'Death is a thing to fear.
Yet I had him wrapped around my finger.
The first time we met his body quivered and shook as my flames danced on his skin, licking at the edges of his cloak, daring to consume him whole. He doesn't pull away. He doesn't resist. He lets me burn him.
"You're not afraid of me," he says, his voice a hollow rasp, a thousand unspoken screams buried beneath.
"Why would I be?" I whisper, my fingers tracing the sharp line of his jaw, my heat searing the cold that radiates from him. "You're the one who should fear me."
His empty sockets bore into me, deeper than eyes ever could. For a moment, the flames falter, flickering in the face of his silence. But then he leans in, closer than I thought Death ever could.
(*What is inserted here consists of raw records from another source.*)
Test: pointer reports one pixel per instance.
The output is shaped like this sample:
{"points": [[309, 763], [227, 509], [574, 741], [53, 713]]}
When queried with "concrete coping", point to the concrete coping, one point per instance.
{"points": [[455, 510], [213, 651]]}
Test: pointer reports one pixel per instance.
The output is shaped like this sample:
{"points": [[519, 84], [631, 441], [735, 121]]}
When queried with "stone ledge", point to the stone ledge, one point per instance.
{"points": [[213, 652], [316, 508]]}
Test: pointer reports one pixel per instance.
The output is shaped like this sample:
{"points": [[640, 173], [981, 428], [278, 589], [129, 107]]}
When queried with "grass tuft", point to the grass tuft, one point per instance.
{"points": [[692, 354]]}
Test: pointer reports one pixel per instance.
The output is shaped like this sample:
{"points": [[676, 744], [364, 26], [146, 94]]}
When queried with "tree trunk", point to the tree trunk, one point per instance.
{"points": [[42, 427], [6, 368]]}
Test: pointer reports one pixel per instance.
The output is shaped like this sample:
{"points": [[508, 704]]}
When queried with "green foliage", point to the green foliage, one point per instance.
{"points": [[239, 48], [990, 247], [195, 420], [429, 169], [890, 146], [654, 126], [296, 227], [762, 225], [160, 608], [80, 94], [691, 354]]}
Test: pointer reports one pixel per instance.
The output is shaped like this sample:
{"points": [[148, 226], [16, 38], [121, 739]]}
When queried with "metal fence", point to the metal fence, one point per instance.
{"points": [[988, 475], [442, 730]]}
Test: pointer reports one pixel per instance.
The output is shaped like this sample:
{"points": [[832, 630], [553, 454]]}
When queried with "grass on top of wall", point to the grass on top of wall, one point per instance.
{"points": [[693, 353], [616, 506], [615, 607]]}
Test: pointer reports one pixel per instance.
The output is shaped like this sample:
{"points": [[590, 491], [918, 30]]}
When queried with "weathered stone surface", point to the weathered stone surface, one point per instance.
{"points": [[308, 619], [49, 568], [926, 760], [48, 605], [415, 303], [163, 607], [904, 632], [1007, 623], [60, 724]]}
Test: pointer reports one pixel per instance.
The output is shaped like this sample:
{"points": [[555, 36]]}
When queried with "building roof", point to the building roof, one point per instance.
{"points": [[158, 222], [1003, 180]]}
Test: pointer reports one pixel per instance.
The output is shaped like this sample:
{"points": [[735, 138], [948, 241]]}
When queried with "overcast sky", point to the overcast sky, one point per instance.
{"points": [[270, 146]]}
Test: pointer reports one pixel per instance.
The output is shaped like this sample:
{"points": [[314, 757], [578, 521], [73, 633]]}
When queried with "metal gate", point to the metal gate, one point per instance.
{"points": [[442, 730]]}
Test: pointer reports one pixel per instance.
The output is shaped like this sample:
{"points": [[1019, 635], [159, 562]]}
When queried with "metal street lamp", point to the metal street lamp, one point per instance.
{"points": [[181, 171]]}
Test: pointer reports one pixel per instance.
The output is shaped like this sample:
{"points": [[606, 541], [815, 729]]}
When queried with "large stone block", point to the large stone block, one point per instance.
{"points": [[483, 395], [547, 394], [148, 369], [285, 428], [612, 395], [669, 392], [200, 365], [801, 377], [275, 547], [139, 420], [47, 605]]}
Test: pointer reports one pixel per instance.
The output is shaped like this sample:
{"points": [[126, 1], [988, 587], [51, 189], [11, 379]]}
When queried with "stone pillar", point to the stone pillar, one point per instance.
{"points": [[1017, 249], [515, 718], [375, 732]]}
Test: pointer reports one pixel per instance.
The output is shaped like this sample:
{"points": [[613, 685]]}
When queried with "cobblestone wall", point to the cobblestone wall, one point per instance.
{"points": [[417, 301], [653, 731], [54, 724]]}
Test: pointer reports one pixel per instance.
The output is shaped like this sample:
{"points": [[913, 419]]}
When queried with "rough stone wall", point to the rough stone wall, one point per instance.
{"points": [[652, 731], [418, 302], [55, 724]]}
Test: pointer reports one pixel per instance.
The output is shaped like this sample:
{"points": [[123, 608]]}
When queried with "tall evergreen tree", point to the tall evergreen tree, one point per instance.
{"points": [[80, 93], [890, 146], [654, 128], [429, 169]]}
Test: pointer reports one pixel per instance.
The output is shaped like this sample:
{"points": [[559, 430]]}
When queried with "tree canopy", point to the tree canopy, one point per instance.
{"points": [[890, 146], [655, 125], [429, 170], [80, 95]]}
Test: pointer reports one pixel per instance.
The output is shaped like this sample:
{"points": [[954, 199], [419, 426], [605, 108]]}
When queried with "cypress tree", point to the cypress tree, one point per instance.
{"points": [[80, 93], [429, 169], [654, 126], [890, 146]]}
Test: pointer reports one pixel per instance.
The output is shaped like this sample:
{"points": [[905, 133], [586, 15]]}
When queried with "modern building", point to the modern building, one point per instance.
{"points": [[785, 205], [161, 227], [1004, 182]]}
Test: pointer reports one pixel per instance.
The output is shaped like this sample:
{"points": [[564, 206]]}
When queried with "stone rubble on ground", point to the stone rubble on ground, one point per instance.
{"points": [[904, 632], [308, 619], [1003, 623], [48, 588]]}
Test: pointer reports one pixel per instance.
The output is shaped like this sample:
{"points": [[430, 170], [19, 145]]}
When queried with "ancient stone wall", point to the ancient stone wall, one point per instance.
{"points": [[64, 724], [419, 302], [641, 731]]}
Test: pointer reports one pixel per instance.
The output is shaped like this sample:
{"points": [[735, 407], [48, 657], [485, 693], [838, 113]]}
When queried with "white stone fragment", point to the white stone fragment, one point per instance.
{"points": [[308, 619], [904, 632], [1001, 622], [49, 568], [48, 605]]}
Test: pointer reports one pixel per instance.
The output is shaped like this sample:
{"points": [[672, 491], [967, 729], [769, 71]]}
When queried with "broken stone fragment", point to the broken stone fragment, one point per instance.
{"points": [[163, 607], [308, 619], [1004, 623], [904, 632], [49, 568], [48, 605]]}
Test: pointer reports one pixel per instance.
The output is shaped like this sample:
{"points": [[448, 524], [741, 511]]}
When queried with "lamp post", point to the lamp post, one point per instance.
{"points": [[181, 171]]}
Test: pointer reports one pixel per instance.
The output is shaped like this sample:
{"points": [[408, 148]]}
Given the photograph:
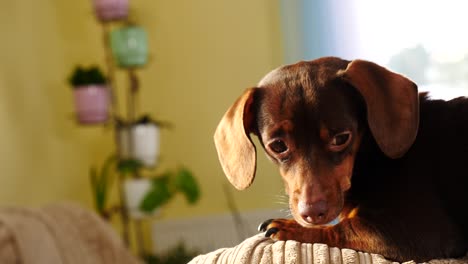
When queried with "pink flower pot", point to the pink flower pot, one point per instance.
{"points": [[92, 103], [109, 10]]}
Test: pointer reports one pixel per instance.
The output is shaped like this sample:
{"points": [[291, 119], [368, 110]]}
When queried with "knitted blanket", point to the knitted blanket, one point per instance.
{"points": [[59, 233], [259, 249]]}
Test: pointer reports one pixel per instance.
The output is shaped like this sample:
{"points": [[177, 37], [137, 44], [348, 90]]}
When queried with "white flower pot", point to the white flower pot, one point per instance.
{"points": [[141, 142], [145, 139], [135, 191]]}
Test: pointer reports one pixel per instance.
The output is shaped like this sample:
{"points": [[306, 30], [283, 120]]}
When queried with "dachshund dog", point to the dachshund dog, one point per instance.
{"points": [[367, 162]]}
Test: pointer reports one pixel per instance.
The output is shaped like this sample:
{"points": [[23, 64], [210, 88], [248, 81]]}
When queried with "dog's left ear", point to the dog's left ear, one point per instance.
{"points": [[236, 151], [392, 105]]}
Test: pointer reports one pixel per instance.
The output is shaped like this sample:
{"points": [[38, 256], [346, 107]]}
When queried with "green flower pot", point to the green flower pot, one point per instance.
{"points": [[130, 46]]}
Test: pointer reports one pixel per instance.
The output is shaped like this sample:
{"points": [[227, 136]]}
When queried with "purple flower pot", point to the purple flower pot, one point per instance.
{"points": [[109, 10], [92, 103]]}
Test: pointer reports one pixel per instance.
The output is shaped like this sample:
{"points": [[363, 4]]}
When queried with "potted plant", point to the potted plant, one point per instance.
{"points": [[144, 196], [129, 46], [140, 140], [91, 95], [109, 10]]}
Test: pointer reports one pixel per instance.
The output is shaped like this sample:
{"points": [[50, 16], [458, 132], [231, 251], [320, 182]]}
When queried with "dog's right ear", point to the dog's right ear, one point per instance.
{"points": [[236, 151]]}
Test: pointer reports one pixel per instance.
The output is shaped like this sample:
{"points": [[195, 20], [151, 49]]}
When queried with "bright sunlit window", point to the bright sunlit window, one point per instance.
{"points": [[426, 40]]}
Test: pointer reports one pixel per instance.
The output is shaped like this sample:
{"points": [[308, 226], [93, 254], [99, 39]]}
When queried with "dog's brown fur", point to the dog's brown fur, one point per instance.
{"points": [[345, 137]]}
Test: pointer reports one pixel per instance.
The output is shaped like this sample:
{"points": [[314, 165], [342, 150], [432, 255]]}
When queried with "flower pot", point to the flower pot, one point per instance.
{"points": [[91, 103], [109, 10], [141, 142], [145, 140], [129, 46], [135, 191]]}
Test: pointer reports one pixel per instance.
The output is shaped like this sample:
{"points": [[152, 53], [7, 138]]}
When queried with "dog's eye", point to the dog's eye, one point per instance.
{"points": [[340, 141], [278, 146]]}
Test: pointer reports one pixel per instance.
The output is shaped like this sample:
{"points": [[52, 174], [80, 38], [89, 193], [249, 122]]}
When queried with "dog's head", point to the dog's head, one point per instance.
{"points": [[310, 119]]}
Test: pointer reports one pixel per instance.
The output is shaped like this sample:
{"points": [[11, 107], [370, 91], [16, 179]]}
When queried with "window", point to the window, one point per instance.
{"points": [[424, 40]]}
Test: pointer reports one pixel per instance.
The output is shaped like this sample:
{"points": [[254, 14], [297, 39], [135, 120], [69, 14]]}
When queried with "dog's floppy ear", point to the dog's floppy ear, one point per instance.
{"points": [[392, 105], [236, 151]]}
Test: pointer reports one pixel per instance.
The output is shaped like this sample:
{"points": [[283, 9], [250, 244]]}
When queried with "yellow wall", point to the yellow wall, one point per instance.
{"points": [[203, 55]]}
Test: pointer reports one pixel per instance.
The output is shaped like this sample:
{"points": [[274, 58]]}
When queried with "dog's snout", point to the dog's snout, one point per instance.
{"points": [[314, 213]]}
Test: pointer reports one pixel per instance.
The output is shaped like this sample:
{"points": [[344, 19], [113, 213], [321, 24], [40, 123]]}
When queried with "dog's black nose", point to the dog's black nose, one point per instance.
{"points": [[315, 213]]}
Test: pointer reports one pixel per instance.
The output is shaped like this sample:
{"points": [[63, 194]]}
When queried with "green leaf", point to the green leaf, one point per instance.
{"points": [[158, 195], [187, 184]]}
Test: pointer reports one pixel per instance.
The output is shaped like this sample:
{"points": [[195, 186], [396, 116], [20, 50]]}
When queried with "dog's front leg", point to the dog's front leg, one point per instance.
{"points": [[349, 233]]}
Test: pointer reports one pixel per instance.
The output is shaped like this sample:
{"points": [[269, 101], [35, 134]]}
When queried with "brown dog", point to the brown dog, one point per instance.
{"points": [[367, 163]]}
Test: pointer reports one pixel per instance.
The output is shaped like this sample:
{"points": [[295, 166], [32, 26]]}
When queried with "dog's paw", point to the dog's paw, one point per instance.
{"points": [[280, 229]]}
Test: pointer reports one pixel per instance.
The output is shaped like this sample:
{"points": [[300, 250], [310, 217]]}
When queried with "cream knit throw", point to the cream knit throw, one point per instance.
{"points": [[259, 249], [59, 234]]}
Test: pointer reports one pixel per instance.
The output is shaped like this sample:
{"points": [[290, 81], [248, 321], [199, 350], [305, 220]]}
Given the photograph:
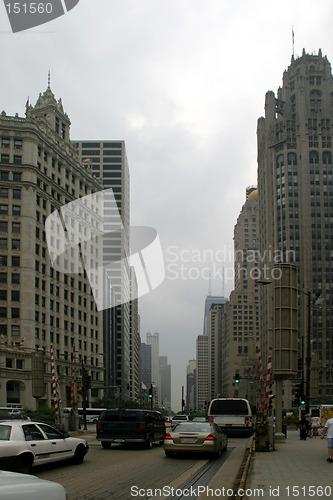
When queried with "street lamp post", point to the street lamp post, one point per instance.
{"points": [[308, 358]]}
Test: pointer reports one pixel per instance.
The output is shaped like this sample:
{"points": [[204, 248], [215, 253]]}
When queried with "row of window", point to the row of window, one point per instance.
{"points": [[16, 159], [15, 227], [6, 142], [14, 329], [4, 193]]}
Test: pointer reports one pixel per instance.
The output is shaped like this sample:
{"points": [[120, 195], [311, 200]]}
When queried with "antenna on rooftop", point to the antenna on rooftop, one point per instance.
{"points": [[293, 40]]}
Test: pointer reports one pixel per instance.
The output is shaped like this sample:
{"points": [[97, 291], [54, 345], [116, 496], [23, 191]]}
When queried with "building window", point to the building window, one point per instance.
{"points": [[17, 194], [16, 227], [15, 331], [15, 312], [4, 158], [17, 176]]}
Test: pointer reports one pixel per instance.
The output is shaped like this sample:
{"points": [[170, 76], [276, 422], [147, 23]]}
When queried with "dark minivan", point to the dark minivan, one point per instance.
{"points": [[130, 426]]}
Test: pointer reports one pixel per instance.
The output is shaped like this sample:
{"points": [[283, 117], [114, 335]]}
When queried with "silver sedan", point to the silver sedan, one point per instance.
{"points": [[195, 437]]}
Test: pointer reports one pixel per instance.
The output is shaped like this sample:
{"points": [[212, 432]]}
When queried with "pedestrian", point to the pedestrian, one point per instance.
{"points": [[303, 425], [329, 428], [315, 423]]}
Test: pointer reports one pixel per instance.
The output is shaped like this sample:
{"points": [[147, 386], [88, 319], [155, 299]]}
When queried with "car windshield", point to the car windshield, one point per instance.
{"points": [[5, 432], [191, 427]]}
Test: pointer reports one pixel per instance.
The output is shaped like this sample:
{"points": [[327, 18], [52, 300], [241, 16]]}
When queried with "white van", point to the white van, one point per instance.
{"points": [[232, 415]]}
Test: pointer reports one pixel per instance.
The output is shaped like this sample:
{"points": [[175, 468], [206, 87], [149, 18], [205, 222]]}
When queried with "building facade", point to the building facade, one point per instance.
{"points": [[108, 161], [40, 306], [296, 206], [202, 372], [240, 335]]}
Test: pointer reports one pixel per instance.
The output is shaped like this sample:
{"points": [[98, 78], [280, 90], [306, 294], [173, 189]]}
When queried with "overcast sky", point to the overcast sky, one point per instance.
{"points": [[183, 82]]}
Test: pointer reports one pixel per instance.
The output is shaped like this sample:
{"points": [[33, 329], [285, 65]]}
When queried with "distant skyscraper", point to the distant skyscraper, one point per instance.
{"points": [[108, 161], [41, 306], [191, 401], [146, 364], [165, 376], [153, 341], [296, 204], [202, 372], [240, 330]]}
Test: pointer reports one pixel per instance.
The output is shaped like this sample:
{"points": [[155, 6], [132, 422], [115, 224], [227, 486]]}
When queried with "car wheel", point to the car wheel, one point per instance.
{"points": [[106, 445], [149, 443], [79, 455], [23, 464]]}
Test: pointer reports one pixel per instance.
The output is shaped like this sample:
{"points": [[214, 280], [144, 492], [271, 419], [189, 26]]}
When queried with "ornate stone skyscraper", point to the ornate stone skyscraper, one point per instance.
{"points": [[295, 183]]}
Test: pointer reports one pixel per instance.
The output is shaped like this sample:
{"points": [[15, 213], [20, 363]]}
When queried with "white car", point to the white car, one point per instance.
{"points": [[24, 444], [176, 419], [15, 486]]}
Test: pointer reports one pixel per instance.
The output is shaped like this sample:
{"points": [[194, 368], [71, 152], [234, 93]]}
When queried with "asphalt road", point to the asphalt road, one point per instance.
{"points": [[127, 473]]}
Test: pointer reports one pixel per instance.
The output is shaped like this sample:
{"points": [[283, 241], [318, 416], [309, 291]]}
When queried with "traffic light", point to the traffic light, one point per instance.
{"points": [[299, 393], [271, 396]]}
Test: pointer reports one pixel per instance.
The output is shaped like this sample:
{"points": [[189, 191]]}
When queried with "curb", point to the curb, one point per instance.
{"points": [[244, 469]]}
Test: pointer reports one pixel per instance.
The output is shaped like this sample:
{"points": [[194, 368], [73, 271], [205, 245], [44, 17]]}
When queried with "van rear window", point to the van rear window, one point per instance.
{"points": [[110, 416], [229, 407]]}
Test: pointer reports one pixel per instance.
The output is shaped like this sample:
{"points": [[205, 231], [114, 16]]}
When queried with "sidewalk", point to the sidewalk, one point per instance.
{"points": [[294, 469]]}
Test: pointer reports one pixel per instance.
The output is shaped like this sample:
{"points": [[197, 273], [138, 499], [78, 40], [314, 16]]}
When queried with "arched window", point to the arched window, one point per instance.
{"points": [[279, 161], [315, 100], [314, 158], [292, 159]]}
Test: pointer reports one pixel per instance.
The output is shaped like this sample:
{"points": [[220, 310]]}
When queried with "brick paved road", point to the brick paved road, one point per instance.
{"points": [[289, 471]]}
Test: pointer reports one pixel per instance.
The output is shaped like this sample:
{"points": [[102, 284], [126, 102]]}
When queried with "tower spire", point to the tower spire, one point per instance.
{"points": [[293, 40]]}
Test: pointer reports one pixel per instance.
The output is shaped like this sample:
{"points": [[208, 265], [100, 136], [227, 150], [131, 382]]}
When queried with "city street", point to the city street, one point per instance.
{"points": [[110, 474]]}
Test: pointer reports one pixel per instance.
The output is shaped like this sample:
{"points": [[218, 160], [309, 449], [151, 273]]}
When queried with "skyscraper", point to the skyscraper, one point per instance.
{"points": [[153, 341], [240, 332], [109, 163], [295, 183], [40, 306]]}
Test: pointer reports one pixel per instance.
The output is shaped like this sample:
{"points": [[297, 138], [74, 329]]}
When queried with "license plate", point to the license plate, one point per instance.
{"points": [[188, 440]]}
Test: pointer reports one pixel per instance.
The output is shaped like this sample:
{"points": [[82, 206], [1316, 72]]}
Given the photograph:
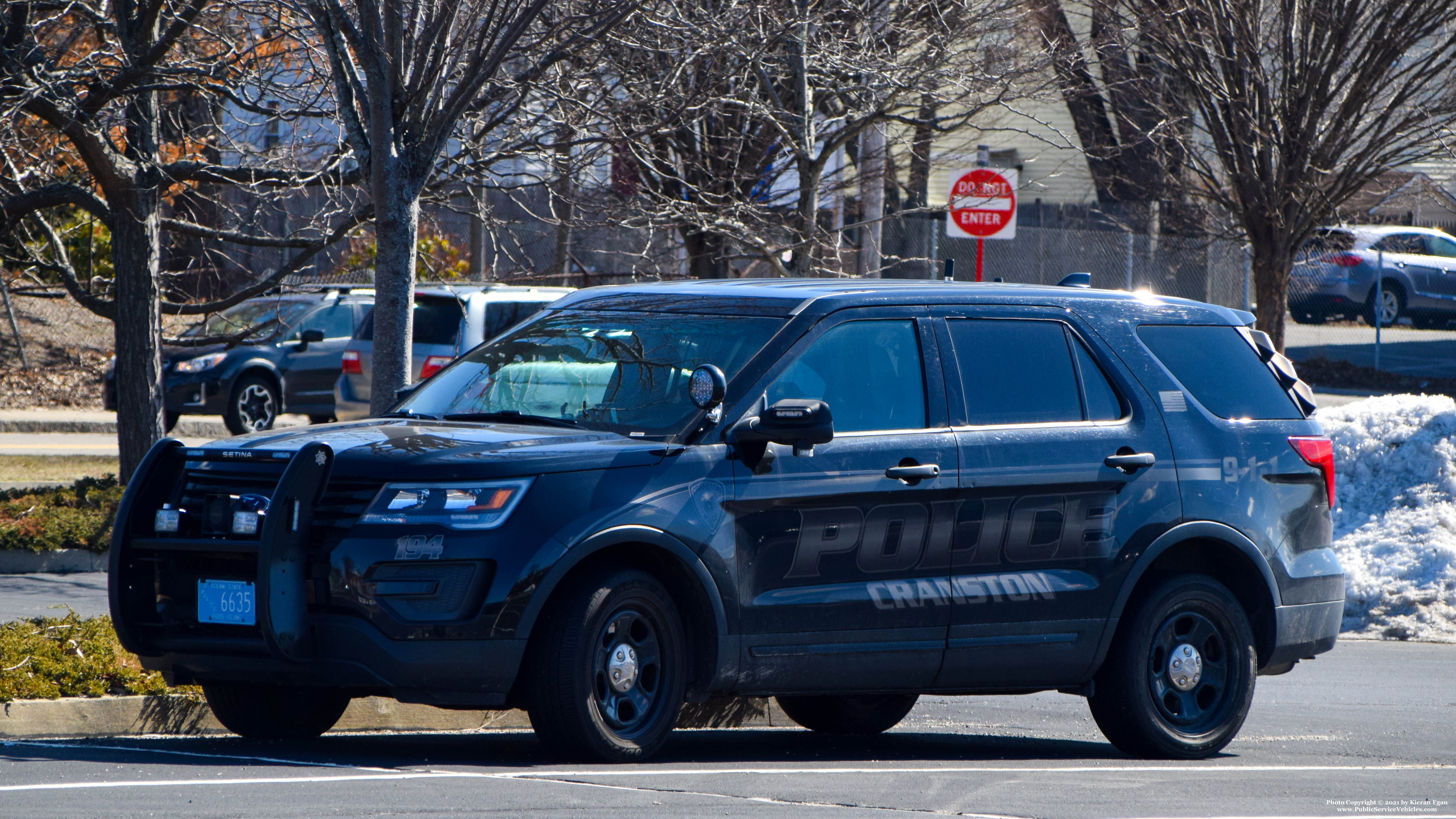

"You think you're untouchable," he murmurs, his breath like frost against my lips. "But fire dies without something to burn."
His bony hand grips my wrist, cold and unyielding, and for the first time, the flames hiss. My fire dims under his touch, a suffocating pressure wrapping around my chest as the air is stolen from me.
"Who will keep you burning, little flame?" he asks, his tone almost tender, almost cruel. "When I decide to snuff you out?"
And yet, even as he holds me there, even as the cold spreads through my veins, I see it—the way his hand trembles, the way his grasp is firm but reluctant. He fears me as much as I tempt him.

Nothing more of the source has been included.